Generally, the price of replacement cost coverage is about 10 percent more than actual cash value. If you need a flood insurance policy, you can purchase flood insurance for your belongings. It is only available, however, on an actual cash value basis.
There may be limits on how much coverage you get for expensive items such as jewelry, silverware and furs. Generally, there is a limit on jewelry for $1,000 to $2,000. You should ask your agent or look it up in your policy. This information is in Section I, Personal Property, Special Limits of Liability. Insurance companies may also place a limit on what they'll pay for computers.
If the limits are too low, consider buying a special personal property floater or an endorsement. These allow you to insure these items individually or as a collection. With floaters and endorsements, there is no deductible. You are charged a premium based on what the item (or collection) is, where you live and its dollar value.
Additional Living Expenses After a Disaster
This is a very important feature of a standard homeowners’ insurance policy. This pays the additional costs of temporarily living away from your home if you can't live in it due to a hurricane, fire or other insured peril. It covers hotel bills, restaurant meals and other living expenses incurred while you are unable to inhabit your home.
Coverage for additional living expenses differs from company to company. Many policies provide coverage for about 20 percent of the insurance on your house. Some companies will even sell you a policy that provides you with an unlimited amount of loss of use coverage, for a limited amount of time.

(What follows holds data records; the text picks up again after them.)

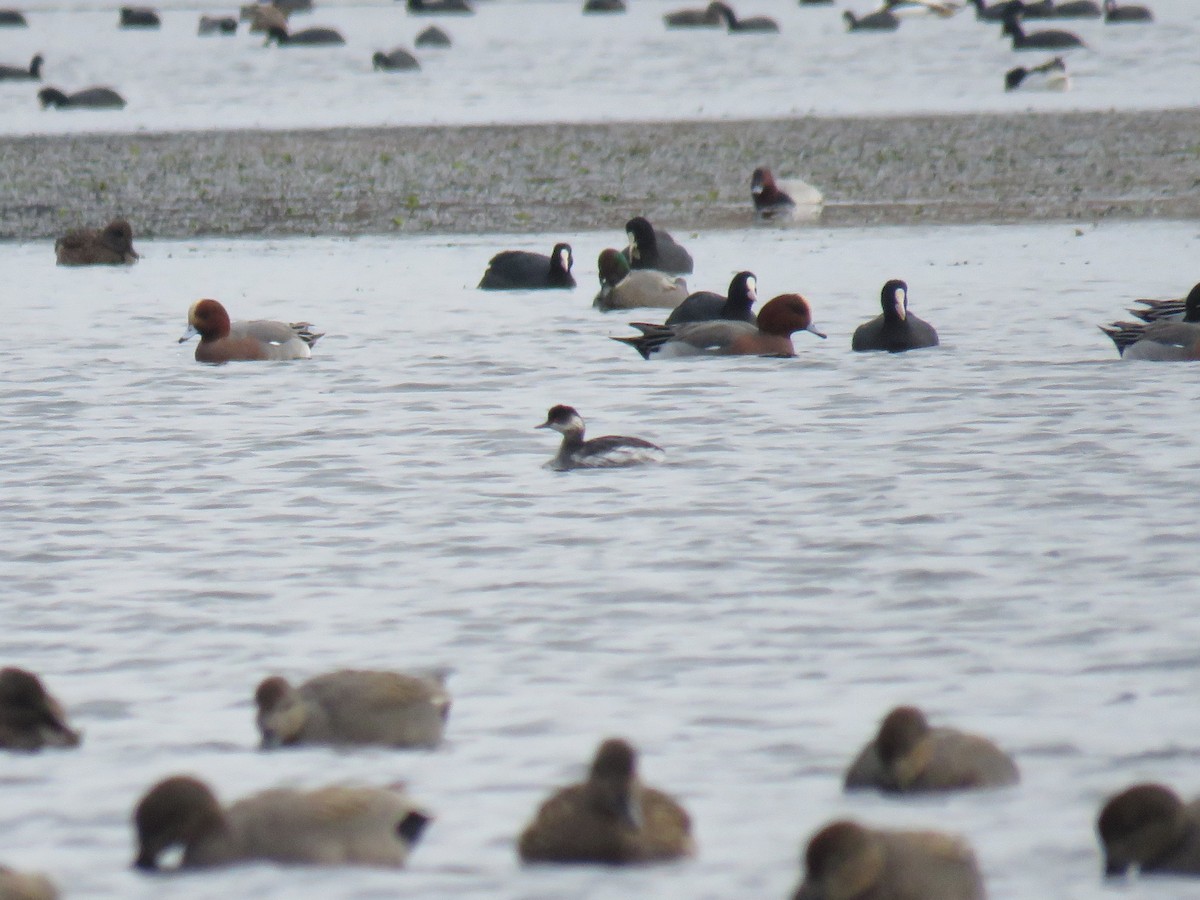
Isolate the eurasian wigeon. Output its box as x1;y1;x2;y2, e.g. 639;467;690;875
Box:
254;670;450;749
850;278;937;353
1002;0;1086;50
517;738;696;865
0;53;46;82
0;865;59;900
1096;784;1200;876
750;166;824;221
133;775;430;871
612;294;824;359
664;271;758;325
845;707;1020;793
479;244;575;290
179;299;324;364
592;247;688;312
37;86;125;109
54;218;138;265
792;821;985;900
625;216;694;275
536;406;666;472
0;667;80;750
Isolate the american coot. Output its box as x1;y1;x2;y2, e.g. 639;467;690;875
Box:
841;10;900;31
664;272;758;325
792;820;985;900
54;218;138;265
0;53;44;82
266;25;346;47
624;216;695;275
371;47;421;72
479;244;575;290
851;278;937;353
612;294;824;359
1004;56;1070;91
536;406;666;472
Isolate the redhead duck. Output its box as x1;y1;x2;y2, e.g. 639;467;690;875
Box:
664;272;758;325
54;218;138;265
612;294;824;359
1004;56;1070;91
662;0;724;28
0;53;44;82
792;821;985;900
1104;0;1154;25
371;47;421;72
133;775;430;871
0;865;59;900
592;248;688;312
196;16;238;35
479;244;575;290
0;666;80;750
841;10;900;31
1096;784;1200;877
845;707;1020;793
535;406;666;472
179;300;323;365
266;25;346;47
851;278;937;353
750;166;824;220
625;216;694;275
37;88;125;109
413;25;450;48
1003;0;1087;50
120;6;162;28
254;670;450;749
517;738;696;865
714;2;779;34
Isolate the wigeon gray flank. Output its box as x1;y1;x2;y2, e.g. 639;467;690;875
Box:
179;299;324;364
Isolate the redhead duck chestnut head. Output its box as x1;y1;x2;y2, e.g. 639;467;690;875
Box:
517;738;696;865
254;670;450;749
612;294;824;359
0;667;79;750
850;278;937;353
479;244;575;290
1096;784;1200;877
54;218;138;265
538;406;666;472
133;775;430;871
792;820;985;900
179;299;323;364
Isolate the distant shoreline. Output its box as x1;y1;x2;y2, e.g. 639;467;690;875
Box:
0;109;1200;240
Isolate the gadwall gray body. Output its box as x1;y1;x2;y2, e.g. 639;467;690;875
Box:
133;775;430;870
517;739;695;864
845;707;1020;793
254;670;450;748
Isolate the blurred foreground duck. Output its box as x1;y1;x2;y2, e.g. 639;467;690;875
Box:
845;707;1020;793
792;821;985;900
133;775;430;870
254;670;450;749
517;738;696;865
536;406;666;472
54;218;139;265
179;299;324;365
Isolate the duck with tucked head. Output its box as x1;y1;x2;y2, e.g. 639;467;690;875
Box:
179;299;323;365
536;406;666;472
792;821;985;900
133;775;430;871
517;738;696;865
851;278;937;353
612;294;824;359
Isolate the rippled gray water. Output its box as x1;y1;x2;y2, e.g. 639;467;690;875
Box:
0;223;1200;898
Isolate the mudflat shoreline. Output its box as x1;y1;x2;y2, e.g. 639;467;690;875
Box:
0;109;1200;240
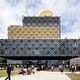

Flood insurance does not include additional living expense coverage, so this assistance will not be available when damages to a home occurred from flooding or storm surge.
Hurricane Deductibles
If your home is valued at more than $100,000, your deductible for hurricanes is probably two percent of the policy limits - not $500, the common deductible for other perils. In return for the higher hurricane deductible, you receive a premium discount, usually 10 to 20 percent. Seventy percent of homes in Florida have a 2 percent hurricane deductible, which would mean you could pay for the first $4,000 of damages on a $200,000 home and higher amounts on higher priced homes.
This has been law in Florida for ten years and is common in 17 other hurricane-threatened states. It is noted in bold print on the homeowners’ insurance policy. Some hurricane victims, however, were surprised by their percentage hurricane deductible. It is important that consumers recognize their deductible and, if possible, set aside the savings from their insurance premium discount, to cover the deductible in the event there is damage to their home.
Homes valued at $100,000 or less probably have a $500 hurricane deductible, although the owner has the option of purchasing a 2 percent deductible at a lower premium. Homes valued at more than $350,000 may have a 5 percent hurricane deductible.
Liability to Others
This part of your policy covers you against lawsuits for bodily injury or property damage that you or family members cause to other people. It also pays for damage caused by pets. It pays for both the cost of defending you in court and for damages a court rules you must pay up to policy limits.
Generally, most homeowners’ insurance policies provide a minimum of $100,000 worth of liability insurance, but higher amounts are available. It is recommended that homeowners consider purchasing at least $300,000 to $500,000 worth of coverage of liability protection.
Umbrella or Excess Liability
You should buy enough liability insurance to protect your assets. If you own property and or have investments and savings that are worth more than the liability limits in your policy, you may consider purchasing an excess liability or umbrella policy.